Anyone working in healthcare understands the difficulty of merging unstructured data with structured data. A common example of this is clinical documentation, where handwritten clinical notes or discharge summaries from patients are often submitted in PDFs, images, and similar formats. This needs to be either converted manually or processed using Optical Character Recognition (OCR) to find the necessary information. Even after this step, you must map the data to your existing structured data to utilize it effectively. 

For this blog, we will review the following: 

1. How to load open source multi-modal models to Databricks
2. Use the open source model to generate embeddings on unstructured data
3. Store these embeddings in a Vector Search Index (AWS | Azure | GCP)
4. Use Genie Spaces (AWS | Azure | GCP) to query our structured data 
5. Use DSPy to create a multi-tool calling agent that uses the Genie Space and Vector Search Index to respond to the input 

By the end of this blog, you will see how multi-modal embeddings enable the following for healthcare: 

1. More diverse data by using everything in a PDF, not just the text
2. The flexibility to use any data together. In healthcare, this is especially valuable since you may not know what kind of data you will need to work with 
3. Unification of data through an Agent, allowing for a more comprehensive answer

What is an Embedding?

An embedding space (AWS | Azure | GCP) is an n-dimensional mathematical representation of records that allows one or more data modalities to be stored as vectors of floating-point numbers. What makes that useful is that in a well-constructed embedding space, records of similar meaning occupy a similar space. For example, imagine we had a picture of a horse, the word “truck”, and an audio recording of a dog barking. We pass these three completely different data points into our multimodal embedding model and get back the following:

• Horse picture: [0.92, 0.59, 0.17]
• “Truck”: [0.19, 0.93, 0.81]
• Dog barking: [0.94, 0.11, 0.86]

Here is a visual representation of where the numbers would exist in an embedding space:

In practice, embedding space dimensions will be in the hundreds or thousands, but for illustration, let’s use 3-space. We can imagine the first position in these vectors represents “animalness,” the second is “transportation-ness,” and the third is “loudness.” That would make sense given the embeddings, but typically, we do not know what each dimension represents. The important thing is that they represent the semantic meaning of the records.

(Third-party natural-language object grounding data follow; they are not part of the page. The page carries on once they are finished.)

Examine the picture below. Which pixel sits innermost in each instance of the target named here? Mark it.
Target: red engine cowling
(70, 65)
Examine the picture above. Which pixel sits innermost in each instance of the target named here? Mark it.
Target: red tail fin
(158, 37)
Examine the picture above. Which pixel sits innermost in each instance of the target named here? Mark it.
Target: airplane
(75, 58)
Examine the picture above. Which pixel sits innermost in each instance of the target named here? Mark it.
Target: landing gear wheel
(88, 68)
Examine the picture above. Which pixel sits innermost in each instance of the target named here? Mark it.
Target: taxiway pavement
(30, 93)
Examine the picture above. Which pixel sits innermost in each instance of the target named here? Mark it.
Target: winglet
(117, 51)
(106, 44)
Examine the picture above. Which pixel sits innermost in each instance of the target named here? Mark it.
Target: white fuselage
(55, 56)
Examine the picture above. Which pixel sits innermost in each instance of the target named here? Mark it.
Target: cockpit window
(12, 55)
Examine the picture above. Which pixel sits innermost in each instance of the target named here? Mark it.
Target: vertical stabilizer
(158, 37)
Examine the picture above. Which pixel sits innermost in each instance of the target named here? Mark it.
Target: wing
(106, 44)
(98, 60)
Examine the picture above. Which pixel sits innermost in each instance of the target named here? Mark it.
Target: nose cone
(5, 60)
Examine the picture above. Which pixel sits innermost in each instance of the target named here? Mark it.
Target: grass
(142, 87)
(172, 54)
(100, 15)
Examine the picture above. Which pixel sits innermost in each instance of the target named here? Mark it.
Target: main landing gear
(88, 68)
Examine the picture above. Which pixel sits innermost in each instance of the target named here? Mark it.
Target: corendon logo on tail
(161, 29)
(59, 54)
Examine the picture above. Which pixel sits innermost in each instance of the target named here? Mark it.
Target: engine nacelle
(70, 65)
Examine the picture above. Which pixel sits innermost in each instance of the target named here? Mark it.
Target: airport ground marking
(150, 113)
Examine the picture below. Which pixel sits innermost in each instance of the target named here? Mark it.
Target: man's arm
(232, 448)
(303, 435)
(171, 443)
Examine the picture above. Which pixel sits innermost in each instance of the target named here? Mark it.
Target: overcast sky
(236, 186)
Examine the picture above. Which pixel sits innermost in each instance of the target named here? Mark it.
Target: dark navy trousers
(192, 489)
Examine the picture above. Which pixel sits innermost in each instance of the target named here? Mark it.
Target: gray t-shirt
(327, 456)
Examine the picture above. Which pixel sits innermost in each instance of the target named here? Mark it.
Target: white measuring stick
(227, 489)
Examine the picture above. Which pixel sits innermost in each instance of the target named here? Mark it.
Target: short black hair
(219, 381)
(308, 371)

There are several ways to create a multimodal embedding space, including training multiple encoders simultaneously (such as CLIP), using cross-attention mechanisms (such as DALL-E), or using various post-training alignment methods. These methods allow the record's meaning to transcend the original modality and occupy a shared space with other disparate records or formats.

This shared semantic space is what enables powerful cross-modal search capabilities. When a text query and an image share similar vector representations, they likely share similar semantic meanings, allowing us to find relevant images based on textual descriptions without explicit tags or metadata.

Multimodal Embedding Models: Sharing Embedding Spaces

To effectively implement multimodal search, we need models that can generate embeddings for different data types within a shared vector space. These models are specifically designed to understand the relationships between different modalities and represent them in a unified mathematical space.

Several powerful multimodal embedding models are available as of June 2025:

• Cohere’s Multimodal Embed 4: A versatile model that excels at embedding both text and image data with high accuracy and performance.
• Nomic-Embed: Offers strong capabilities for embedding various data types in a unified space. It is one of the few fully open source models.
• Meta ImageBind: An impressive model that can handle six different modalities, including images, text, audio, depth, thermal, and IMU data.
• CLIP (Contrastive Language-Image pretraining): Developed by OpenAI, CLIP is trained on a diverse range of image-text pairs and can effectively bridge the gap between visual and textual data.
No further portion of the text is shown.